Nitrites are not the same as nitrates, but ammonium nitrite and some other nitrites are explosive. Although nitrites are less active than nitrates as oxidizing agents, they can be handled alike as far as fire fighting is concerned.
More oxidizing agents: The inorganic peroxides (barium, hydrogen, potassium, sodium, strontium) also are oxidizing agents. The last three react vigorously with water, releasing both heat and oxygen.
The chlorates (potassium and sodium) can form explosive mixtures. The perchlorates, with one or more oxygen atoms, have similar characteristics but are regarded as somewhat more stable than the chlorates.
The sulfides (antimony pentasulfide, phosphorous pentasulfide, phosphorous sesquisulfide, potassium sulfide, sodium sulfide) are among the combustible chemicals.
The cyanides (hydrogen, potassium and sodium) are among the unstable chemicals.
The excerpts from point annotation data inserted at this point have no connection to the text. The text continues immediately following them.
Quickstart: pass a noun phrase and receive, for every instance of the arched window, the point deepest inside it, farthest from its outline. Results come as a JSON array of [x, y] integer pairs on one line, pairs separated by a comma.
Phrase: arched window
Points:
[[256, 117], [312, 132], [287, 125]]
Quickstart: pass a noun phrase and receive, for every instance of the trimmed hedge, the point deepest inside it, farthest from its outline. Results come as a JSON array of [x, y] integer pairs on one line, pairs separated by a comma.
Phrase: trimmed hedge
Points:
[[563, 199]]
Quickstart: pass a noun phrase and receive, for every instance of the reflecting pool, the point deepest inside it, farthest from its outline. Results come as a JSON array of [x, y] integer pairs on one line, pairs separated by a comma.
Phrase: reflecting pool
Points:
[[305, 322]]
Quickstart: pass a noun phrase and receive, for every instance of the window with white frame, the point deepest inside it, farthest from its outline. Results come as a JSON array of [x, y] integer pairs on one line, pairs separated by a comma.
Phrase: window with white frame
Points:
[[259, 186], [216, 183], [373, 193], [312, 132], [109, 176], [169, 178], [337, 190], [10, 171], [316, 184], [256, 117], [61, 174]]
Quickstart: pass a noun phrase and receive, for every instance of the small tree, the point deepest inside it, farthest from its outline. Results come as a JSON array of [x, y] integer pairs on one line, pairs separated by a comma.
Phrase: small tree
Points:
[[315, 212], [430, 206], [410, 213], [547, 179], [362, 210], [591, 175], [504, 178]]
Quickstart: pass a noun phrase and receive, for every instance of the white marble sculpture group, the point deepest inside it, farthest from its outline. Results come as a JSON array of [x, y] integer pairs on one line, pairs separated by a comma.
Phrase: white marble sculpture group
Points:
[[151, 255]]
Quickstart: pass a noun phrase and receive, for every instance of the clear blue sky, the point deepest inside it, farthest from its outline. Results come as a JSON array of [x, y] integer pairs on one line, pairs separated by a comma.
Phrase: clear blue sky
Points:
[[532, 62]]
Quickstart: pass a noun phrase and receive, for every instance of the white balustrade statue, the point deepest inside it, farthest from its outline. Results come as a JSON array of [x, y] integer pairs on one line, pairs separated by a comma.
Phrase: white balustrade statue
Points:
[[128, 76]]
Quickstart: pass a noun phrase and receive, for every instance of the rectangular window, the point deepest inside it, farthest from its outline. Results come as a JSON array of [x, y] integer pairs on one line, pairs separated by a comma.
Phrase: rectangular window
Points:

Hydrogen cyanide may polymerize and go to an explosive reaction. Potassium and sodium cyanide, when in contact with acids or moisture, release poisonous, flammable cyanide gas.
The organic peroxides (benzoyl, ether), widely used in the plastics industry, also are unstable and combustible.
Explosive reaction possible: Among the water-reactive chemicals are the carbides (sodium, potassium) which may react explosively with water.
The metal hydrides (sodium, lithium, lithium aluminum) also react with water and form highly flammable hydrogen gas.
The inorganic acids (sulfuric, nitric, hydrochloric, hydrofluoric, perchloric) are corrosive chemicals injurious to living tissue. Leakage and mixture with other chemicals or combustible material may result in a fire or explosion.
We have not tried to tell you how to handle these chemicals in a truck fire. We would need to write a book to do that. Our only attempt here is to point out some danger signals.
Get answer by radio: Your best bet is to have a copy of NFPA No. 49, “Hazardous Chemicals Data,” at your radio base station. At the highway incident, the officer in charge can radio a request for information about the chemical (or chemicals) involved. The base station operator can look up the recommendations for fire fighting and the characteristics of the chemical listed in NFPA 49 and transmit the information. He is in a better position than the man at the scene to do this because he has plenty of light to read and is not disturbed by the activity and excitement on the highway.
The Manufacturing Chemists’ Association publishes a “Chem-Card Manual” and individual Chem-Cards covering 85 chemicals. An appropriate Chem-Card can be carried on the truck. The information covers fire and exposure hazards and tells what to do in case of a spill or leak, a fire, or exposure of personnel.